When the 30 artists associated with the group listed a show containing 165 paintings (there were in fact more), it was an affront. The exhibition opened two weeks before the Salon as a direct challenge, and it came just three years after the conclusion of the humiliating Franco-Prussian War and the brutally-suppressed Commune that followed it. This was not an obscure bit of posturing but artistic sedition. These were febrile times.

The exhibition ran for a month and was seen by some 3,500 people — about 100 a day as opposed to the 10,000 daily visitors to the Salon — who paid 50 centimes to enter and 20 for the catalogue. Many were there to scoff, despite the presence of city sergeants hired at a cost of 141 francs to give the exhibition an official air.

Renoir was in charge of the hanging, and the pictures were placed by size and by the artists drawing lots. Rather than the Salon’s floor-to-ceiling hang, these paintings were shown at a maximum of two deep.

Despite the element of succès de scandale, the exhibition was not financially viable. Degas and Berthe Morisot each exhibited 10 paintings but sold none; Sisley was the most successful artist, making 1,000 francs; Monet and Renoir made just shy of 200 apiece and Pissarro 130 francs.

Their Anonymous Society had been formed as a joint stock company with the artists and their patrons buying shares. At the end of the year, the company had assets of 278 francs but liabilities of more than 3,700 francs: each of the exhibitors owed 184 francs, and the company was liquidated.

Perhaps more painful was the critical reaction. Not all the notices were bad — some were encouraging, most were indifferent. But as Pissarro complained in a letter, “the critics are eating us alive”. It is the negative reaction that has become the authorised story.

There was nothing mealy-mouthed about the attacks: “these are paint scrapings from a palette spread evenly over a dirty canvas. There is neither head nor tail, top nor bottom, back nor front”, said one; “in no country on earth will you find the things he [Pissarro] paints”, ran another; a third suggested the paintings were the work of a “pleasant evil who amused himself by dipping his brushes in colour, smearing them with tarpaulins and signing them with different names”.

It was a phrase of a middling critic named Louis Leroy that gave the group its name.
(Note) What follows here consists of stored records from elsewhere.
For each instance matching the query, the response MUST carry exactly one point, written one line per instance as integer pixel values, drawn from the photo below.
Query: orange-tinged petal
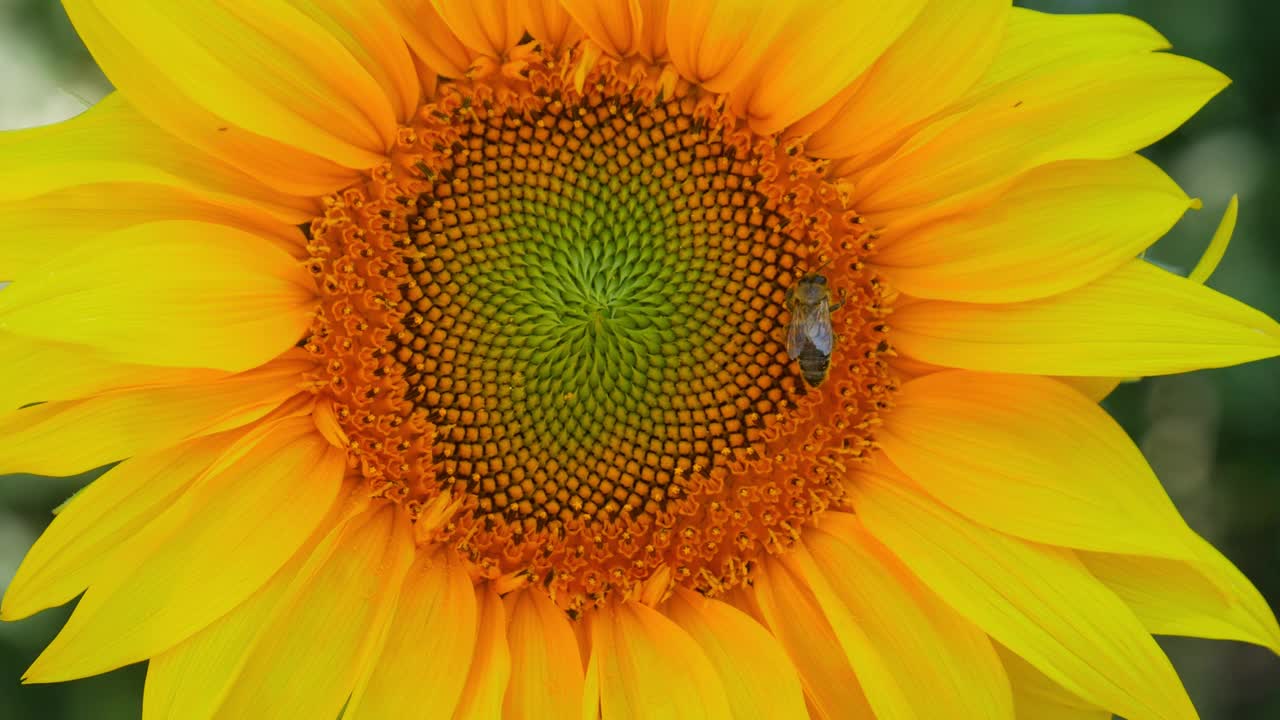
(650, 669)
(1079, 112)
(1137, 320)
(71, 552)
(112, 142)
(936, 657)
(370, 33)
(490, 664)
(168, 294)
(549, 23)
(1179, 598)
(430, 37)
(69, 437)
(548, 678)
(44, 227)
(803, 69)
(1036, 697)
(430, 638)
(1032, 458)
(1057, 228)
(1038, 601)
(895, 95)
(759, 679)
(264, 67)
(490, 27)
(347, 597)
(209, 551)
(55, 370)
(789, 610)
(192, 108)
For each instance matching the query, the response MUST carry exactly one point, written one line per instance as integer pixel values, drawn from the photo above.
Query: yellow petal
(492, 27)
(168, 294)
(548, 680)
(789, 610)
(346, 597)
(1038, 601)
(202, 556)
(112, 142)
(430, 37)
(1178, 598)
(430, 638)
(266, 68)
(759, 680)
(1217, 244)
(1137, 320)
(1036, 697)
(1036, 42)
(548, 23)
(1059, 227)
(69, 437)
(961, 37)
(803, 69)
(1080, 112)
(44, 227)
(71, 552)
(1032, 458)
(54, 370)
(935, 656)
(193, 105)
(190, 680)
(717, 42)
(490, 664)
(650, 669)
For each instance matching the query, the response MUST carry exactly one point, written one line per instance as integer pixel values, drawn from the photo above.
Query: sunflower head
(613, 359)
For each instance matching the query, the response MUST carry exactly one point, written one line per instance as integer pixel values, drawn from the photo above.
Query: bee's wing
(810, 326)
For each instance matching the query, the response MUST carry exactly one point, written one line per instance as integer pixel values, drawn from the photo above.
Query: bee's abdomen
(813, 365)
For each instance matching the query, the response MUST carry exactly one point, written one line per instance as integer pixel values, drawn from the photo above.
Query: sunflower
(609, 359)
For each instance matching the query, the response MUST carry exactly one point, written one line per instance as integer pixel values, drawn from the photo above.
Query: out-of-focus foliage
(1214, 436)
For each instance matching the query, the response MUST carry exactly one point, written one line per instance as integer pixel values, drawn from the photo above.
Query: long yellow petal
(264, 67)
(650, 669)
(71, 552)
(759, 679)
(1038, 601)
(548, 678)
(112, 142)
(937, 657)
(201, 557)
(190, 680)
(54, 370)
(69, 437)
(490, 664)
(790, 611)
(492, 27)
(1080, 112)
(961, 37)
(1178, 598)
(432, 638)
(1032, 458)
(1057, 228)
(803, 69)
(168, 294)
(346, 597)
(1137, 320)
(1036, 697)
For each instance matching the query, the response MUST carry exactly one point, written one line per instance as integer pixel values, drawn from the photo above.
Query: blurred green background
(1214, 437)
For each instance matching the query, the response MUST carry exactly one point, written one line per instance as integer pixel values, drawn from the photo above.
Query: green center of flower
(558, 332)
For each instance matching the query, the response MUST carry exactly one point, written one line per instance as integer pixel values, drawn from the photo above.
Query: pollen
(554, 324)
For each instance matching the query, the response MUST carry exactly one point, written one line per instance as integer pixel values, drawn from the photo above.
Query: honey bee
(810, 336)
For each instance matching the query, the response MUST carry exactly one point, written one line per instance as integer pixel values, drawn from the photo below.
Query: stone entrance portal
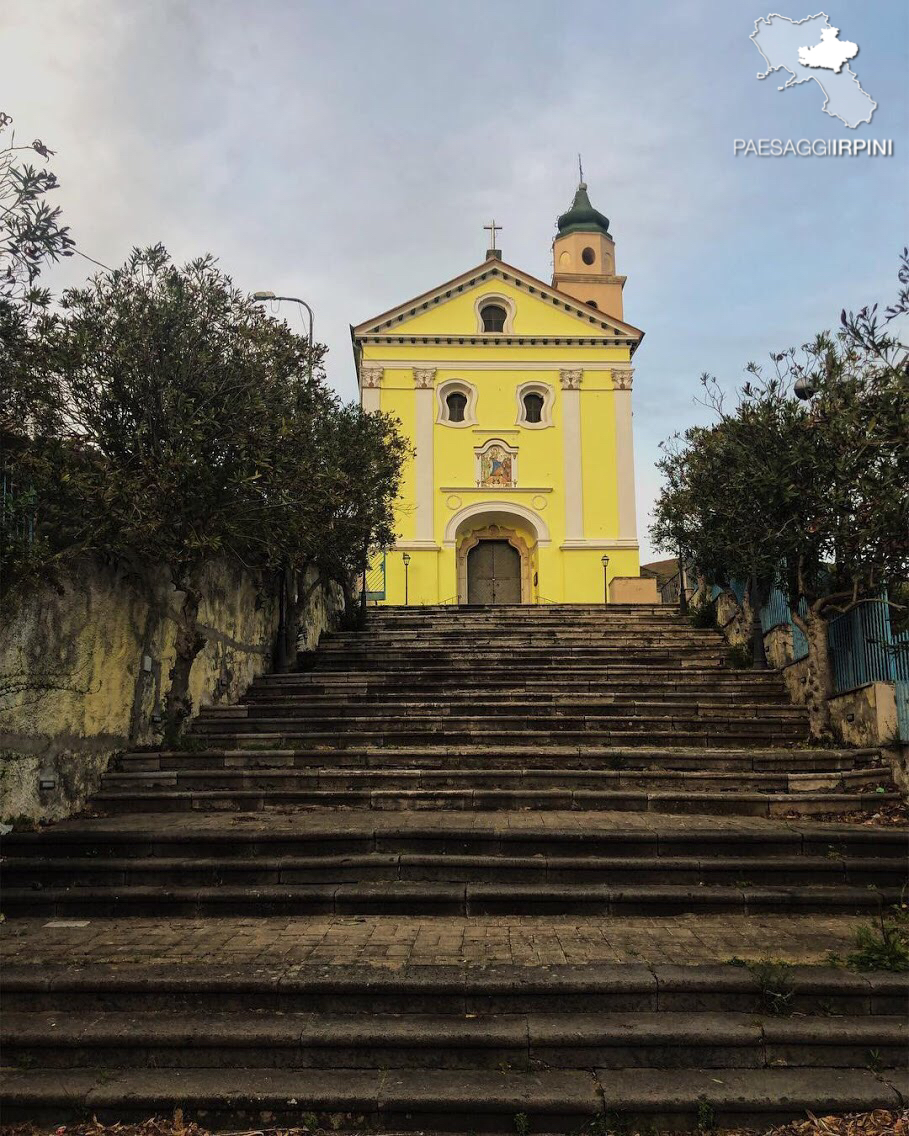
(493, 573)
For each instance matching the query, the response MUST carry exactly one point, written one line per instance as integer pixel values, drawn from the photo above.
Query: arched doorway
(493, 573)
(505, 521)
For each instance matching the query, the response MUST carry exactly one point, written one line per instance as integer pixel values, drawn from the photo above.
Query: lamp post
(292, 299)
(683, 595)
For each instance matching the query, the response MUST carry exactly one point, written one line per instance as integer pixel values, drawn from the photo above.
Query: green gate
(375, 578)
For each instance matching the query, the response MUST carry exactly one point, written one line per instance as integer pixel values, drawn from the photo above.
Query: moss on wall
(84, 670)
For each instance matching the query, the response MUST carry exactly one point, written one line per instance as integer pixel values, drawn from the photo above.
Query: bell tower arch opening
(584, 257)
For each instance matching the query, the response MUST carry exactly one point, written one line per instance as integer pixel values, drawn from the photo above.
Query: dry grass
(880, 1122)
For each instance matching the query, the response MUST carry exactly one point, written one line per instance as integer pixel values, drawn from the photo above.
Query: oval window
(457, 404)
(533, 408)
(493, 317)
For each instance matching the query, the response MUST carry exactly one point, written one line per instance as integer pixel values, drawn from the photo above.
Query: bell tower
(584, 257)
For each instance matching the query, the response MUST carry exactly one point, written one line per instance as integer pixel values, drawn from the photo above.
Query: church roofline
(501, 269)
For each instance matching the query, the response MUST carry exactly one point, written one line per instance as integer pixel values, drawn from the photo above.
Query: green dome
(582, 217)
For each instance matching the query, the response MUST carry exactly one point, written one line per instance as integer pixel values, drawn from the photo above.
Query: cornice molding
(370, 375)
(460, 365)
(492, 273)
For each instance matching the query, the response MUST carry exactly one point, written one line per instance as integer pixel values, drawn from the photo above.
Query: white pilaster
(574, 491)
(370, 381)
(424, 378)
(622, 397)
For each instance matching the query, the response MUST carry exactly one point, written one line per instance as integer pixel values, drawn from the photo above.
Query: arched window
(533, 407)
(456, 403)
(493, 317)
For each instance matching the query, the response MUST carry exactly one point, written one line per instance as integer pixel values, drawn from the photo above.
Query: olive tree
(808, 493)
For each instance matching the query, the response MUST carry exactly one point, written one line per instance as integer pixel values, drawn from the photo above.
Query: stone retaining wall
(84, 670)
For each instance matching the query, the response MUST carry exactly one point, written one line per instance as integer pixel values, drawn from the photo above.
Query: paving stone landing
(474, 866)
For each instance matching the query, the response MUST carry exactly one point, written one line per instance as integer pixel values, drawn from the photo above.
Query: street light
(292, 299)
(282, 660)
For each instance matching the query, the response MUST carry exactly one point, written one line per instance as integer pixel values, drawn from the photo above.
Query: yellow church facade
(516, 397)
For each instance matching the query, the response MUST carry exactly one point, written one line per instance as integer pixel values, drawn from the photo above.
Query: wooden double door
(493, 573)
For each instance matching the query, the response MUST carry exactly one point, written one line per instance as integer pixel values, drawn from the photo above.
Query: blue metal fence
(862, 645)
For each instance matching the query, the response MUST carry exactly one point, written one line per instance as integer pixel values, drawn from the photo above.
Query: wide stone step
(444, 899)
(197, 870)
(247, 740)
(323, 686)
(497, 988)
(481, 1101)
(591, 759)
(397, 706)
(344, 834)
(709, 803)
(526, 780)
(501, 728)
(482, 673)
(727, 803)
(557, 1041)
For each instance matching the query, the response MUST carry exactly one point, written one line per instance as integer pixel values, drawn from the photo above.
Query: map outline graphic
(840, 99)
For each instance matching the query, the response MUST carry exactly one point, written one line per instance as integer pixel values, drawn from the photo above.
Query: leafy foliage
(31, 232)
(809, 495)
(884, 946)
(177, 423)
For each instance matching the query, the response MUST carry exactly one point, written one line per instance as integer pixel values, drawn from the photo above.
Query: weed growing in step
(884, 946)
(703, 614)
(191, 743)
(707, 1119)
(739, 657)
(774, 982)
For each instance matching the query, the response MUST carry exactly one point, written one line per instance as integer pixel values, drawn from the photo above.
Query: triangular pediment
(540, 311)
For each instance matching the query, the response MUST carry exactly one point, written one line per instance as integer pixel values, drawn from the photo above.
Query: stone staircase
(473, 763)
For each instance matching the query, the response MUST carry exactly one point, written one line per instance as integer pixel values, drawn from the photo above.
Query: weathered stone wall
(862, 717)
(84, 670)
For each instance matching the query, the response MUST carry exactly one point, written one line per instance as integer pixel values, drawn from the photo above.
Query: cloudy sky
(350, 151)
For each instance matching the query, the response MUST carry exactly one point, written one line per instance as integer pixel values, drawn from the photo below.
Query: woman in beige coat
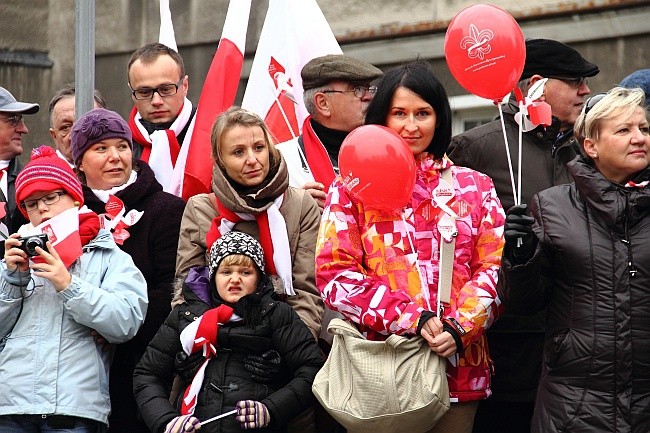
(251, 193)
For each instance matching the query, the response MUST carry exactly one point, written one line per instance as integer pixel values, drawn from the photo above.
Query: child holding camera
(57, 374)
(229, 312)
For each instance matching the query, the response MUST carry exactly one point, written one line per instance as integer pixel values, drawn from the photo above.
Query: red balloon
(485, 51)
(377, 167)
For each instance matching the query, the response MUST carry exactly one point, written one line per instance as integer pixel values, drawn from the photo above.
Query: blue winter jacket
(49, 361)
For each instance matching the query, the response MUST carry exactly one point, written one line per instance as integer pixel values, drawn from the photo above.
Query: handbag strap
(446, 265)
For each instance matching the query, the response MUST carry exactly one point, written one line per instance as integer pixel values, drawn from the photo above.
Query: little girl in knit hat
(229, 312)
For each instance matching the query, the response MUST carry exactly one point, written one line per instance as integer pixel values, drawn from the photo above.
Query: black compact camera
(29, 244)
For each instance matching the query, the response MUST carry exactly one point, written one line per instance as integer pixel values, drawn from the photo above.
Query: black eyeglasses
(359, 91)
(591, 102)
(32, 205)
(164, 90)
(13, 119)
(573, 82)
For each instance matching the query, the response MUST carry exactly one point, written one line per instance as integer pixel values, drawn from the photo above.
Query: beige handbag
(397, 385)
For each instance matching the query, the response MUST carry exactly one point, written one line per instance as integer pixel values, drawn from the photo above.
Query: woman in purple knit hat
(145, 222)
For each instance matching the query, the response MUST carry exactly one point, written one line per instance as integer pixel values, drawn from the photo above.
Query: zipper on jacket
(224, 388)
(626, 240)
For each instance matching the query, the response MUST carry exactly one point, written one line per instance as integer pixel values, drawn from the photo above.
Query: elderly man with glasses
(337, 92)
(516, 341)
(162, 113)
(12, 128)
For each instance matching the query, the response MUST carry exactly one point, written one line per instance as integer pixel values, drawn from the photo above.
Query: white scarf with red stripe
(201, 335)
(161, 148)
(273, 238)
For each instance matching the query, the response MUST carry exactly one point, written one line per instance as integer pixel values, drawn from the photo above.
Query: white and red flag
(63, 232)
(192, 173)
(218, 94)
(294, 32)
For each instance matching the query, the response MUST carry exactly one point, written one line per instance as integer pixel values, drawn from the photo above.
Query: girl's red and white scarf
(201, 335)
(161, 148)
(273, 238)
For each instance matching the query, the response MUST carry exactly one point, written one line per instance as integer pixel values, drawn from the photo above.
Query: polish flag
(63, 232)
(294, 32)
(218, 94)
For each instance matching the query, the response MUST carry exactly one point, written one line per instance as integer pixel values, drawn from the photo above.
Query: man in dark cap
(516, 341)
(337, 92)
(12, 128)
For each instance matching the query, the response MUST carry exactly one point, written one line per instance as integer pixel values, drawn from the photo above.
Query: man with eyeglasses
(516, 342)
(337, 92)
(162, 113)
(12, 128)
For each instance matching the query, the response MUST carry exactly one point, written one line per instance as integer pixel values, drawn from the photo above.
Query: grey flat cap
(8, 104)
(337, 67)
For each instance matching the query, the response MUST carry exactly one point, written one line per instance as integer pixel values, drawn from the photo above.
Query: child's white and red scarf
(201, 335)
(273, 238)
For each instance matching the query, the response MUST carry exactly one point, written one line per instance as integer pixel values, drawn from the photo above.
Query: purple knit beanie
(95, 126)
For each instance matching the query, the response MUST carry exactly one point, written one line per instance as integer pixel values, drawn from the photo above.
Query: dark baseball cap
(337, 67)
(550, 58)
(8, 104)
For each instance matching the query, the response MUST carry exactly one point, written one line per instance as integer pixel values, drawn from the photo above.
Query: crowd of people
(211, 314)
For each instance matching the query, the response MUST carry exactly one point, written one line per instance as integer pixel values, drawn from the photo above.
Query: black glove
(264, 368)
(186, 366)
(519, 236)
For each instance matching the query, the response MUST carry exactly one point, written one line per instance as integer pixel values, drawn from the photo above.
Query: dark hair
(69, 90)
(150, 52)
(418, 78)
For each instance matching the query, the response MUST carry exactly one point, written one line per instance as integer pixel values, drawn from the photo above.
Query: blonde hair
(237, 116)
(617, 100)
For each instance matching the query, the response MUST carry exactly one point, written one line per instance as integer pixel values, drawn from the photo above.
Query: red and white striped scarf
(273, 238)
(201, 335)
(161, 148)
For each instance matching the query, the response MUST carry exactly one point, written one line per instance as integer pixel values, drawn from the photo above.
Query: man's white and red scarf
(201, 335)
(273, 238)
(161, 148)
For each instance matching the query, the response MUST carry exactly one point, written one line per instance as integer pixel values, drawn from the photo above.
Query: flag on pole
(166, 35)
(218, 94)
(294, 32)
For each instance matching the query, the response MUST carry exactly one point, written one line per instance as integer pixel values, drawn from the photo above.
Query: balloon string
(518, 201)
(423, 287)
(505, 140)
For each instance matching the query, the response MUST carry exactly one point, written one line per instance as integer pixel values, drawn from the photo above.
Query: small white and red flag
(294, 32)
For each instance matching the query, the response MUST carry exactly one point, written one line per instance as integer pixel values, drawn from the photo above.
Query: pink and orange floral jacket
(366, 268)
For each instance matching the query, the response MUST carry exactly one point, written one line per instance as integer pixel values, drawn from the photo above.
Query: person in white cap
(12, 128)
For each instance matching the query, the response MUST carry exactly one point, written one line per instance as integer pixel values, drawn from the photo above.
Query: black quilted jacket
(226, 380)
(591, 271)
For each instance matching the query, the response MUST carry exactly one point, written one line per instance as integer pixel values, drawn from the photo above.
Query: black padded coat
(226, 380)
(591, 270)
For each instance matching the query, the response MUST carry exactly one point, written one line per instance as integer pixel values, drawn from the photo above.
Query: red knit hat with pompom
(45, 172)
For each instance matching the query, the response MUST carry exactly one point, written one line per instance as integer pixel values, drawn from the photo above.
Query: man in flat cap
(516, 341)
(12, 128)
(337, 92)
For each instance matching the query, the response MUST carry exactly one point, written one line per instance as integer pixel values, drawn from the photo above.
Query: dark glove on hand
(519, 236)
(186, 366)
(264, 368)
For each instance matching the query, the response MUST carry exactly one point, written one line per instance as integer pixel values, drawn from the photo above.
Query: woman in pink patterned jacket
(366, 269)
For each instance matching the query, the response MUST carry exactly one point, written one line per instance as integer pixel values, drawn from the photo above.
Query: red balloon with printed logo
(377, 167)
(485, 51)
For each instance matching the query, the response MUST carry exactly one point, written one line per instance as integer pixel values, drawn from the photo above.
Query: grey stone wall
(37, 39)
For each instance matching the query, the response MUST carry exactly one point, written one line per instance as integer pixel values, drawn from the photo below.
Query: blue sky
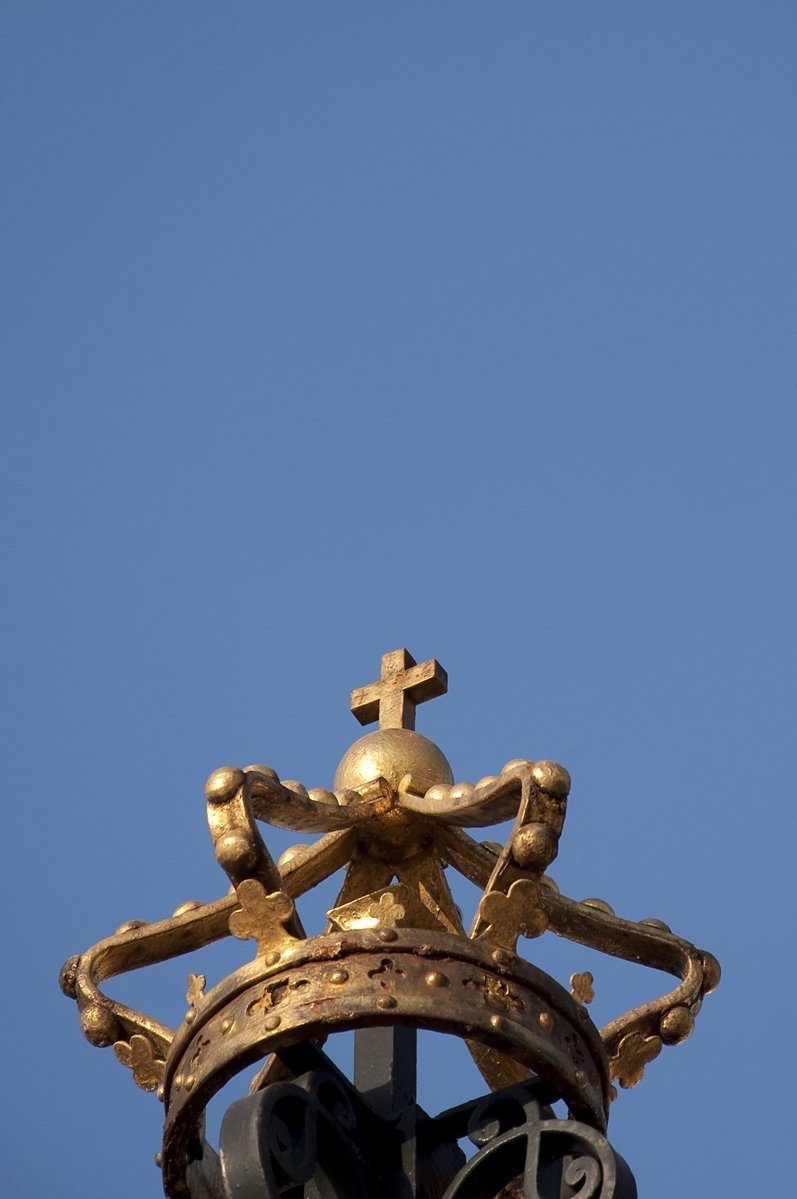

Leroy imagines visiting the exhibition in the company of a traditional painter with the expectation of seeing “the kind of painting one sees everywhere, good and bad, rather bad than good, but not hostile to good artistic manners, devotion to form, and respect for the masters”.

The inability of the artists to paint properly, they decide, means that the pictures are nothing but “impressions” — sketches. In front of a Monet, one of them asks: “What do those innumerable black tongue-lickings in the lower part of the picture represent?” “Why, those are people walking along.”

In front of a Pissarro painting of cabbages, the traditional painter turns scarlet: “I swear not to eat any more as long as I live!” Monet’s Impression, Sunrise provoked the most famous outburst: “A preliminary drawing for a wallpaper pattern is more finished than this seascape.”

Two years later, the slights kept coming. An exhibition of Impressionist works at the Durand-Ruel gallery offered “a cruel spectacle”, said Le Figaro’s critic. The work of the “five or six lunatics” left him with “a heavy heart”.

Tell Pissarro, he says, that “the trees are not purple, that the sky is not a fresh butter tone”; inform Renoir “that the torso of a woman is not a mass of decomposing flesh with purplish green spots which denote the state of complete putrefaction in a corpse”; warn everyone of the “Frightful spectacle of the human vanity going astray until insanity”.

It is the attacks, used by the painters themselves to bolster their contra mundum self-image, that have been remembered. They must have been as bracingly enjoyable to write as they were to read. However, it just so happens that they were wrong.